The scientists have also studied the fixation of these intra-host variations into extra-host variations and mutations that lead to variants. Tracking and understanding the fate of iSNVs can help predict the variants of concern and accordingly plan actionable interventions. It can also reveal the differences in individual and population responses to the infection, apart from helping in the design of therapeutic protocols to treat COVID infections.

The results of the two-phase study have been published in the journal, Nucleic Acid Research. This research study was conducted primarily by a team of computational graduates from across distant locations, proving that the pandemic has generated novel cooperation, sharing, and resource-sharing modes for innovative research.

The research was initiated at the Council of Scientific and Industrial Research-Institute of Genomics and Integrative Biology (CSIR – IGIB), New Delhi, and was led by IIT Jodhpur and Institute of Life Sciences, Bhubaneswar. The multi-institutional team — led by Mukerji from IIT Jodhpur and Sunil Raghav, a senior scientist at the Institute of Life Sciences — plans to combine iSNV identification protocols with whole-genome sequencing in the future to enable more accurate models for viral epidemiology.

The team includes Ankit Pathak, a B Tech in Computational Sciences, and Gyan Prakash Mishra, a Masters degree holder in Pharmaco-Informatics. Other collaborating institutes are the Academy of Scientific and Innovative Research, Ghaziabad; Council of Scientific and Industrial Research-Center for Cellular and Molecular Biology (CSIR-CCMB), Hyderabad; and National Center for Disease Control (NCDC), New Delhi.

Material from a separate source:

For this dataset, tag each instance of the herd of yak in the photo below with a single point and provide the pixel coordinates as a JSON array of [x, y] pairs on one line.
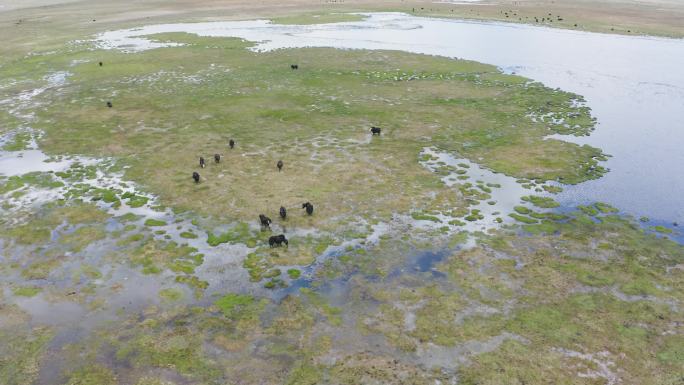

The team has observed similar patterns across populations and waves of the pandemic. It also tracked the iSNVs over time to see if the variants produced inside the host cells can persist outside, thereby becoming fixed as SNVs. They found that by June 30, 2021, about 80% of the iSNV sites they had identified in 2020 became fixed as SNVs. The conversion of iSNVs to SNVs was substantiated in Phase 2 studies that showed iSNVs were found in most of the Delta and Kappa variants before their fixation as SNVs by February 2021.

“The evolution of SNVs from iSNVs can affect vaccine response by altering the antibody generation in infected individuals,” said Mukerji on the implications of their findings. The identification of iSNVs can also help in the identification of key sites in the viral RNA that are important for its survival and spread.